200 Kelas XII SMAMA
Presiden Soekarno memperkenalkan doktrin politik baru berkaitan dengan sikap konfrontasi penuhnya terhadap imperialisme dan kolonialisme. Doktrin
itu mengatakan bahwa dunia terbagi dalam dua blok, yaitu “Oldefos” Old Established Forces dan “Nefos” New Emerging Forces. Soekarno
menyatakan bahwa ketegangan-ketegangan di dunia pada dasarnya akibat dari pertentangan antara kekuatan-kekuatan orde lama Oldefos dan
kekuatan-kekuatan yang baru bangkit atau negara-negara progresif Nefos. Imperialisme, kolonialisme, dan neokolonialisme merupakan paham-paham
yang dibawa dan dijalankan oleh negara-negara kapitalis Barat. Dalam upayanya mengembangkan Nefos, Presiden Soekarno melaksanakan Politk
Mercusuar bahwa Indonesia merupakan mercusuar yang mampu menerangi jalan bagi Nefos di seluruh dunia. Salah satu tindakan usaha penguatan
eksistensi Indonesia dan Nefos juga dapat dilihat dari pembentukan poros Jakarta – Peking yang membuat Indonesia semakin dekat dengan negara-
negara sosialis dan komunis seperti China.
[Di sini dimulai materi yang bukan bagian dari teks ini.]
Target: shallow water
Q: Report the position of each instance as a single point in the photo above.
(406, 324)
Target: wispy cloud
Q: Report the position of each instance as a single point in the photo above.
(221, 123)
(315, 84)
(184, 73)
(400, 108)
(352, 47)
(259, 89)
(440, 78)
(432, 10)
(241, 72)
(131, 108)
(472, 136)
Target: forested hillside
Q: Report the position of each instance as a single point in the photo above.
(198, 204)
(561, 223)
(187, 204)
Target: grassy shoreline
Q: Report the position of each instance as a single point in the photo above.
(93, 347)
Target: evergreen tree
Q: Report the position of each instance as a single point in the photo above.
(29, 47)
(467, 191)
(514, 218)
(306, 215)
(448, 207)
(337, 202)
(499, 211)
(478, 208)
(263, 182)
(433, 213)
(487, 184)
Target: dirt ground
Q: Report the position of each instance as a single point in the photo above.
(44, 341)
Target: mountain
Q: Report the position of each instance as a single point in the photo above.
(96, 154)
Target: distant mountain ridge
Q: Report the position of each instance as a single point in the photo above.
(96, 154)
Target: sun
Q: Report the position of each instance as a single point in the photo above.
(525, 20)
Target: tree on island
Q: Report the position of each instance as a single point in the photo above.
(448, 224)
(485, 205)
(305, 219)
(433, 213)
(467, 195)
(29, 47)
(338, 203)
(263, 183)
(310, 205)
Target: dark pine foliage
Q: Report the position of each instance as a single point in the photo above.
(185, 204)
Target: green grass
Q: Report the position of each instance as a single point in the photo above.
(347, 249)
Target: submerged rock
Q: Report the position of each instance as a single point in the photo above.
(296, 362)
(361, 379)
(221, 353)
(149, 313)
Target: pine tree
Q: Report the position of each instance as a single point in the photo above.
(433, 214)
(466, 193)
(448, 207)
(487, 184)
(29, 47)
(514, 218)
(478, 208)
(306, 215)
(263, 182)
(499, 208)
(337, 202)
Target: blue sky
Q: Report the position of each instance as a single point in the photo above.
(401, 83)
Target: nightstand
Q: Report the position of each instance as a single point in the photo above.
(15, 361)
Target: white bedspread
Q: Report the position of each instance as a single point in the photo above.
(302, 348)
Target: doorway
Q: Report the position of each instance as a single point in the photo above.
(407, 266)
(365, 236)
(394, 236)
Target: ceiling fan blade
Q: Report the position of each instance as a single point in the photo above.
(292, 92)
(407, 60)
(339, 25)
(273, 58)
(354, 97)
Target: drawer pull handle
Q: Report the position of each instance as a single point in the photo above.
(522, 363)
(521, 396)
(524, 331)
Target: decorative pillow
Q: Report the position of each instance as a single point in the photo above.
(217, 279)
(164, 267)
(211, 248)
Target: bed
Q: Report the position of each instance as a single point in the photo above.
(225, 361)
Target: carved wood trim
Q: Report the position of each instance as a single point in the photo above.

Faktor dibentuknya poros ini antara lain, pertama, karena konfrontasi dengan Malaysia menyebabkan Indonesia membutuhkan bantuan militer dan logistik,
mengingat Malaysia mendapat dukungan penuh dari Inggris, Indonesia pun harus mencari kawan negara besar yang mau mendukungnya dan bukan sekutu
Inggris, salah satunya adalah China. Kedua, Indonesia perlu untuk mencari negara yang mau membantunya dalam masalah dana dengan persyaratan yang
mudah, yakni negara China dan Uni Soviet.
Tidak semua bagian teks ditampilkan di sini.